Here, the record is clear that both the mother and the father are loving, fit parents. Nevertheless, Family Court's determination to grant the mother primary residential custody is supported by the record. Since the prior order, the mother has been the child's primary caretaker, as the child spends a majority of the week with the mother, and the mother has been responsible for the child's medical and dental needs and has enrolled the child in gymnastics and nursery school (see Matter of Christopher L. v Paula L., 212 AD3d 1060, 1062 [3d Dept 2023]; Matter of Gentile v Warner, 140 AD3d 1481, 1482-1483 [3d Dept 2016]). The child also shares a close bond with her younger maternal half-sibling, who resides full time with the mother and her husband (see Matter of Samantha E. v Nicholas F., 233 AD3d at 1298; Matter of James GG. v Bamby II., 85 AD3d 1227, 1228 [3d Dept 2011]).

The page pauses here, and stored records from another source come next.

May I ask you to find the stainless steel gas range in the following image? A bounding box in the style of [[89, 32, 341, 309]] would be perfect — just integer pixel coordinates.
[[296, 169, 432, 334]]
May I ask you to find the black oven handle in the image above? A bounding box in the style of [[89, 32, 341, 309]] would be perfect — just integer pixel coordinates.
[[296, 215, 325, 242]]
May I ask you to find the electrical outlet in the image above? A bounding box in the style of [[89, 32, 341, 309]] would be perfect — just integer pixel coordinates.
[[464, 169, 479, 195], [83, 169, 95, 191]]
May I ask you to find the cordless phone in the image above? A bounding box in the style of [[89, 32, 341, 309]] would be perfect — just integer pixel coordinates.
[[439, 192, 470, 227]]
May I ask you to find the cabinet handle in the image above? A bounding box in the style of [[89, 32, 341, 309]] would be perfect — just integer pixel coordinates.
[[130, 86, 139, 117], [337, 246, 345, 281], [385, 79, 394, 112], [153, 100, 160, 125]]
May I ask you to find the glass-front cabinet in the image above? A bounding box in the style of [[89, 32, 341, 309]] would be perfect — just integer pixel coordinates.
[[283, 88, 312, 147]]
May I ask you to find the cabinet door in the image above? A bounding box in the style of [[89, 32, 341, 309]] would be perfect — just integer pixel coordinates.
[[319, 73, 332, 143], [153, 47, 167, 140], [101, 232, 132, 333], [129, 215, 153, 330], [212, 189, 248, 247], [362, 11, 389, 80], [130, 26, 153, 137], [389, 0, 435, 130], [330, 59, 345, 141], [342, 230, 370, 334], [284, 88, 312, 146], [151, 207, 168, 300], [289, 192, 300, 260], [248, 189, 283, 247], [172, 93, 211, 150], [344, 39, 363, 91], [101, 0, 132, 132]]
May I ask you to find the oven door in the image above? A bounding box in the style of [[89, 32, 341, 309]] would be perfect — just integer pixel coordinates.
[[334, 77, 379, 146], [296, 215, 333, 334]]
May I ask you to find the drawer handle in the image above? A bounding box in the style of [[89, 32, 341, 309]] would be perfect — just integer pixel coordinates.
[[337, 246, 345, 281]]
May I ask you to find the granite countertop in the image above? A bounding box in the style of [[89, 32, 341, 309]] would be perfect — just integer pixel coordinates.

We also decline to disturb Family Court's designation of two new custodial exchange locations, both of which remained closer to the father's residence. At the hearing, the mother explained that she sought to modify the exchange locations due to the significant burden caused by undertaking the bulk of the transportation. Indeed, pursuant to the location specified in the prior order, the mother was required to drive approximately an hour each way, while the father's drive was approximately 20 minutes. Although the father testified that any modification to the exchange location would cause him to suffer financial difficulty, the court determined that his opposition stemmed from resentment over the mother's relocation from Otsego County during the pendency of the [*3]prior proceedings. Deferring to such credibility determinations, we discern no abuse of discretion in Family Court selecting two new exchange locations, particularly where they continue to be closer to the father's residence (see Matter of Lundgren v Jaeger, 162 AD3d at 1429-1430; see also Matter of Schneider v Lascher, 72 AD3d 1417, 1419 [3d Dept 2010], lv denied 15 NY3d 708 [2010]; compare Matter of David V. v Roseline W., 217 AD3d 1112, 1115 [3d Dept 2023], lv denied 40 NY3d 905 [2023]). As the order on appeal is supported by a sound and substantial basis in the record, we find no basis upon which to disturb it.
The father's remaining contentions, to the extent not expressly addressed herein, have been reviewed and found to be lacking merit.
Aarons, Pritzker, Reynolds Fitzgerald and Powers, JJ., concur. Ordered that the order is affirmed, without costs.